Where a lot of kids' mental health actually surfaces first.

~$22.7M raised, state by state.

Trayt's 2026 round of $7.17M - venture, round unspecified - followed a $7.46M Series A in 2022 backed by DigitalDx Ventures and Vajra Investments. Early backers include Plug and Play, the Texas Medical Center accelerator, and MedTech Innovator. The capital does one thing: buy more state contracts.

2022
$7.46M Series A
2026
$7.17M Venture
Total
~$22.7M to date

Latest from the wire.

APRIL 2026

Raises $7.17M to push the integrated care platform into more states.

APRIL 2026

Expands pediatric and perinatal mental health access across Arizona via the Arizona Psychiatry Access Line.

JANUARY 2026

Platform reported supporting 20 pediatric, perinatal, and substance use disorder programs across 8 states.

2025

Kentucky's KyCOMPASS and Ohio's psychiatric access program go digital on Trayt; brand refreshed with agency Takt.

Things worth knowing.

The patient-facing app has a name with a pun built in: MyndMap.

All 15 Arizona counties Trayt serves are designated mental health professional shortage areas.

The platform watches more than 750 distinct symptoms and factors - including childhood trauma.

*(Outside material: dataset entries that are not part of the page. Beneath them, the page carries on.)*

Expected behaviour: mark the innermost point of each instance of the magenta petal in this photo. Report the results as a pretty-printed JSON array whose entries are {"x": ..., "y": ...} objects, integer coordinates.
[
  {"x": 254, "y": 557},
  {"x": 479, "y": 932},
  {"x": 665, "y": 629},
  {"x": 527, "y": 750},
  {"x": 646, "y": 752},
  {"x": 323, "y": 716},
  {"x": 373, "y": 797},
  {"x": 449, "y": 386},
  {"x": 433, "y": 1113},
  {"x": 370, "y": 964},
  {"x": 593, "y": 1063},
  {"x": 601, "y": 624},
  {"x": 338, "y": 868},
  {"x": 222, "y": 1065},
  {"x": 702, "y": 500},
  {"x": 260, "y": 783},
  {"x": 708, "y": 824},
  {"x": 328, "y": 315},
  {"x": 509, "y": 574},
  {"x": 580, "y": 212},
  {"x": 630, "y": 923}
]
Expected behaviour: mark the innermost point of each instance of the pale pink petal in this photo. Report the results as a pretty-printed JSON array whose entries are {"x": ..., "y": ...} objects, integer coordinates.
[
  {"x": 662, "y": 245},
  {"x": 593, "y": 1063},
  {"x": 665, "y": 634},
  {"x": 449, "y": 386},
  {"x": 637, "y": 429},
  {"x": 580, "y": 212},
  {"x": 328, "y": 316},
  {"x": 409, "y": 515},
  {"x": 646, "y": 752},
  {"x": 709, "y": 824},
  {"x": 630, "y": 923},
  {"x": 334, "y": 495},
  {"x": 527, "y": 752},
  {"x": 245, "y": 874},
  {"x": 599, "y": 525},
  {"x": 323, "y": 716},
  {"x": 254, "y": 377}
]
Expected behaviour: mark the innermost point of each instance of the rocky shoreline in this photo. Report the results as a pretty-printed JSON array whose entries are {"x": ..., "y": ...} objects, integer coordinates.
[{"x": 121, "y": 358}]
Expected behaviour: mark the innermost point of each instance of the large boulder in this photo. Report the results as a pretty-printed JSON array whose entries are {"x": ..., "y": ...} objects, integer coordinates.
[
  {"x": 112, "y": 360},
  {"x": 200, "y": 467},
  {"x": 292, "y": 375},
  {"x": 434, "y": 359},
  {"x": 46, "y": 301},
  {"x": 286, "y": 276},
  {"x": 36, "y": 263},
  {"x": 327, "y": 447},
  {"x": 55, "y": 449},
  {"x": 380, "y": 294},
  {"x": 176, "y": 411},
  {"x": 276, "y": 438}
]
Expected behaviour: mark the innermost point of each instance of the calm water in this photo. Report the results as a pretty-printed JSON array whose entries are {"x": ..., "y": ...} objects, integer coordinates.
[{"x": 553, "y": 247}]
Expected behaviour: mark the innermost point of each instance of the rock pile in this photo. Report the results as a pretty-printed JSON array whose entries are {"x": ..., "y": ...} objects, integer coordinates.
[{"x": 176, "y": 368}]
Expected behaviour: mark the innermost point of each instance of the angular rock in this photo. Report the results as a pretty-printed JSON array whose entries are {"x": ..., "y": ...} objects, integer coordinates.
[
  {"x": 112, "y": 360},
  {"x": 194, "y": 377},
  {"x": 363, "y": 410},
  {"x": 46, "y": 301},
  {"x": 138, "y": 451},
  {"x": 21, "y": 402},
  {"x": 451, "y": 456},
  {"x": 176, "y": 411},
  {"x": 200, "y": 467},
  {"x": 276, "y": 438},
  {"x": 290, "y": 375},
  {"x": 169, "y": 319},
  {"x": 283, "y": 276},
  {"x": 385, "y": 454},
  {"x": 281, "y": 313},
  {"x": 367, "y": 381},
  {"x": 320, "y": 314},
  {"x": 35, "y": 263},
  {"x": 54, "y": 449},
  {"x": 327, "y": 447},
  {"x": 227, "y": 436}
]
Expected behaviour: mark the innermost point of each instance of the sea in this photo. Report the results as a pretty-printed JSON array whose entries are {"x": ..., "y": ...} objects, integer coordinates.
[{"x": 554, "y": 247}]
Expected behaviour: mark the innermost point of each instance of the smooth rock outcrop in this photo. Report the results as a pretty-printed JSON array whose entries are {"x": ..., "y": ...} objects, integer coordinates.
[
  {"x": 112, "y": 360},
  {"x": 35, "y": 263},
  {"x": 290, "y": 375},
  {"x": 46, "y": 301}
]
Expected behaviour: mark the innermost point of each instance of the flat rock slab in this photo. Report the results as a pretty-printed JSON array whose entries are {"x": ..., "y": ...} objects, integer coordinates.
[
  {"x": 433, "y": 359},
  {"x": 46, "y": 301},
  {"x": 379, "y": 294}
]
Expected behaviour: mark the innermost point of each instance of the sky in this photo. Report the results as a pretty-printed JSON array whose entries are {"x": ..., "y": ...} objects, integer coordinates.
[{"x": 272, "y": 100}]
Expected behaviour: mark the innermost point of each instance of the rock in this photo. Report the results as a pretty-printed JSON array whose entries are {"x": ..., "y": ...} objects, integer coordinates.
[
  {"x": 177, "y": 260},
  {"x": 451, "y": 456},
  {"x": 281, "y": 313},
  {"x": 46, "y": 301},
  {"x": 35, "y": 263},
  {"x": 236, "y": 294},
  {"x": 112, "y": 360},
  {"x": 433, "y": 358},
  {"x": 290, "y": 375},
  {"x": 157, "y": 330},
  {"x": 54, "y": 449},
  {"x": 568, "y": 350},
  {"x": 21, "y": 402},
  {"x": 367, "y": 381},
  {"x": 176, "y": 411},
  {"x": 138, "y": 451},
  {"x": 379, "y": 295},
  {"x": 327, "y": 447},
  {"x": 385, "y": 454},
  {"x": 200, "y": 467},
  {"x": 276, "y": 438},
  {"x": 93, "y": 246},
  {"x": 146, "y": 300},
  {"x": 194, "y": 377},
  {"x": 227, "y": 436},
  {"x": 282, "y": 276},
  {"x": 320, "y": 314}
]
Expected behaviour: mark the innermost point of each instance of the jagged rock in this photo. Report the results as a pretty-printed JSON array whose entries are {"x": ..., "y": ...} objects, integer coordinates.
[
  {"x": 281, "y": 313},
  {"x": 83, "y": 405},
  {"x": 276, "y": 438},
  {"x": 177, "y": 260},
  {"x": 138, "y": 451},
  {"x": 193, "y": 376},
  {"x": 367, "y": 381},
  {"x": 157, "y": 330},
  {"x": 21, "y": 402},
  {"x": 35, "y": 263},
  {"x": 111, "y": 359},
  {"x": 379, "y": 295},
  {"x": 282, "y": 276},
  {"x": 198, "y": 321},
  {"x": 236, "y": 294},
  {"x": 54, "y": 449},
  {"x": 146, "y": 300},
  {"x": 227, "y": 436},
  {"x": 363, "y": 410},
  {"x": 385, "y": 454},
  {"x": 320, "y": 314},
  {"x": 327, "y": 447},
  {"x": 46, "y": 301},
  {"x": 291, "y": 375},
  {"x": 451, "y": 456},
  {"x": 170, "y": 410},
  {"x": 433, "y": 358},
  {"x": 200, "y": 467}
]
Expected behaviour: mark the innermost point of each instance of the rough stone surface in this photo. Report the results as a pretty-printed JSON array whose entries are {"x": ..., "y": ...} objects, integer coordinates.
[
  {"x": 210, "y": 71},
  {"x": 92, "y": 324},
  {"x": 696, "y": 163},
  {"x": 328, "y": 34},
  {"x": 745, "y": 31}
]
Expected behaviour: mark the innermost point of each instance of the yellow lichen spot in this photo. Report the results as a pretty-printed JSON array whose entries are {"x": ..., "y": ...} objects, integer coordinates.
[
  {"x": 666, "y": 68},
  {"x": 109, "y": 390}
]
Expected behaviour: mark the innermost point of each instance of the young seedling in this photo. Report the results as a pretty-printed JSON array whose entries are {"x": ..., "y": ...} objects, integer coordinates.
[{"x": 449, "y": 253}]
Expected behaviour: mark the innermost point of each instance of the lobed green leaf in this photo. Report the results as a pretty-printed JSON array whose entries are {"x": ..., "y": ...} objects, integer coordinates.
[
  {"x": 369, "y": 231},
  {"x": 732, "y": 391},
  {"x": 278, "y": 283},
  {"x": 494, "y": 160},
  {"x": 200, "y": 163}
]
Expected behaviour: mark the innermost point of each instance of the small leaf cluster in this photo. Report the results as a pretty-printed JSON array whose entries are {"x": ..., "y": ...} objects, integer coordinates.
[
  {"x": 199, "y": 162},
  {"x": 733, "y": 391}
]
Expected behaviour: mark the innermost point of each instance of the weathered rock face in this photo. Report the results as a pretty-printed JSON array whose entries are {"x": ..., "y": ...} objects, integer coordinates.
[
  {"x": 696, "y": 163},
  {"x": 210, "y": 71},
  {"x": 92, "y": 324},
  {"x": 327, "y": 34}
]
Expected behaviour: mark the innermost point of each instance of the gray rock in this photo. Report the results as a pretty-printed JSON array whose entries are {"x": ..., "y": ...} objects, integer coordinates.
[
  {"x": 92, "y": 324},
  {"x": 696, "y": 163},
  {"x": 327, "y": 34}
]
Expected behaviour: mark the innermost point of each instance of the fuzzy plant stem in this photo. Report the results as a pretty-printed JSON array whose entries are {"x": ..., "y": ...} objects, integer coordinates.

Co-founder Dr. Feinstein ran child and adolescent psychiatry at Stanford before helping build the software.

Demos and interviews.

Back to that Tuesday.

The teenager in rural Arizona never sees the software. Neither does the mother who finally gets a maternal mental health screen in Kentucky, or the kid flagged early by a school counselor in Texas. That's the point. The best infrastructure is invisible - you notice it only when it's missing, and for years in mental health, it was always missing.

Trayt Health didn't set out to be the loudest name in behavioral health. It set out to be the wiring behind the wall - the thing that quietly makes the right treatment reach the right person at the right time. Eight states in, the wall is getting bigger. The teenager still won't know its name. The doctor who helped her will.